How LiveOps turned the tables

Our LiveOps management system brought a new level of visibility to player behavior — and cheaters weren’t exempt, even though we didn’t mention them when we discussed the system in detail. For instance, it shows real-time player achievements to everyone on a server. If someone’s making suspiciously fast progress, it’s hard not to notice.  

When players see someone cheating their way to the top, it undermines trust in the game and saps motivation to compete.  

On one hand, this has made us much more vigilant when it comes to spotting cheaters. On the other, it’s paving the way for automating the entire process. Right now, it’s a semi-manual system — the platform flags suspicious activity, and we step in to decide what action to take. Eventually, once we’re confident in its accuracy, we’ll let the system handle bans automatically.

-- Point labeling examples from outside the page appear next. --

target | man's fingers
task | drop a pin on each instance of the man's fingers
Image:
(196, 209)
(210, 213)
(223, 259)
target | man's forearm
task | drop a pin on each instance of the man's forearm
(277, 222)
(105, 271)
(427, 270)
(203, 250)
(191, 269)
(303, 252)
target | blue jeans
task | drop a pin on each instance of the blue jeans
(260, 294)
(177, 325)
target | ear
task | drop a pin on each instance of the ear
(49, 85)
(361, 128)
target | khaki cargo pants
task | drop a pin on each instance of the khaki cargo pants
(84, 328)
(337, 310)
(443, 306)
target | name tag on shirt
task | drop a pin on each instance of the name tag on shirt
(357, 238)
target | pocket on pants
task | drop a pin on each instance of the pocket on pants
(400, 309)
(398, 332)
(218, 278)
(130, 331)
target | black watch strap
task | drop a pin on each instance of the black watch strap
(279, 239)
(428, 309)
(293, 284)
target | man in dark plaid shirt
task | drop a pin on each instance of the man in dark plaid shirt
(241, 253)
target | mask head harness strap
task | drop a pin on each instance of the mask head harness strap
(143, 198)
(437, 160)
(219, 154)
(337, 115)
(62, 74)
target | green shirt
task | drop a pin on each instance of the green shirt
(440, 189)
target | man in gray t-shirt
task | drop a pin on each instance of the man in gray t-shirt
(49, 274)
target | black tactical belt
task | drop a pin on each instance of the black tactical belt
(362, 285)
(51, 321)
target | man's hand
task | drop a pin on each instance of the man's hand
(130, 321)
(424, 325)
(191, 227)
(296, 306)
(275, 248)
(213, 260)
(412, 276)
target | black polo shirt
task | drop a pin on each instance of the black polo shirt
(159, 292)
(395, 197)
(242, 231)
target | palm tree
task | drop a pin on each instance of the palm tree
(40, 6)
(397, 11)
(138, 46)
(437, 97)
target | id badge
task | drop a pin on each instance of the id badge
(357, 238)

Currently, we’ve implemented scripts that focus on two key indicators: players who accumulate an unusually high number of gems without spending any, and discrepancies between client-side and server-side data — like when the client logs ten purchases, but the server only sees two. We’ve also encrypted these numbers to prevent tampering, allowing us to track inconsistencies and flag accounts for review.

This approach has already significantly reduced the number of reports we receive. Next stop: full automation.

Making peace with the king of cheaters

We even had our own infamous anti-hero with a not-so-family-friendly username who basically became a local celebrity in the cheating community.

Naturally, our entire dev team infiltrated their chat. What started as a general community space quickly turned into a hub for cheaters openly sharing bugs, exploits, and advice. The best part? They had no idea developers were lurking among them.

The “king” was the go-to guy for advice. He had amassed an absurd number of gems, collected nearly every known hacking method, and built a reputation that spread by word of mouth.

To counter him, we rewrote significant portions of the game, rendering his tools useless. We even printed T-shirts with the phrase: “I am %CHEATERNAME% now” in advance.

The plan was simple: once the update went live and his cheating methods failed, we’d drop the T-shirt image into the chat as an Easter egg. Anticipating that moment made working on the update ridiculously fun.

When the update rolled out, we posted the photo. He was the first to see it and responded with a resigned, “Well, that’s it.” Needless to say, we were thrilled.

What’s even cooler is what happened next: he stopped cheating altogether. He told us he was done with it, didn’t want to be relegated to a hell server, and actually kept his word. We verified that he’d removed all his hacking tools and was playing clean.

We would’ve sent him the T-shirt, but he probably wouldn’t have shared his address.

In the end, even something as frustrating as cheaters turned into a valuable learning experience for us. It pushed us to improve our systems and made working on updates a lot more enjoyable.

As a bonus, we’ve also started building our own official channels. Thanks to our LiveOps management system, we can track who’s active there and even reward players for participating. It turns out it’s much more appealing for players to hang out in our official spaces than in cheating-focused communities.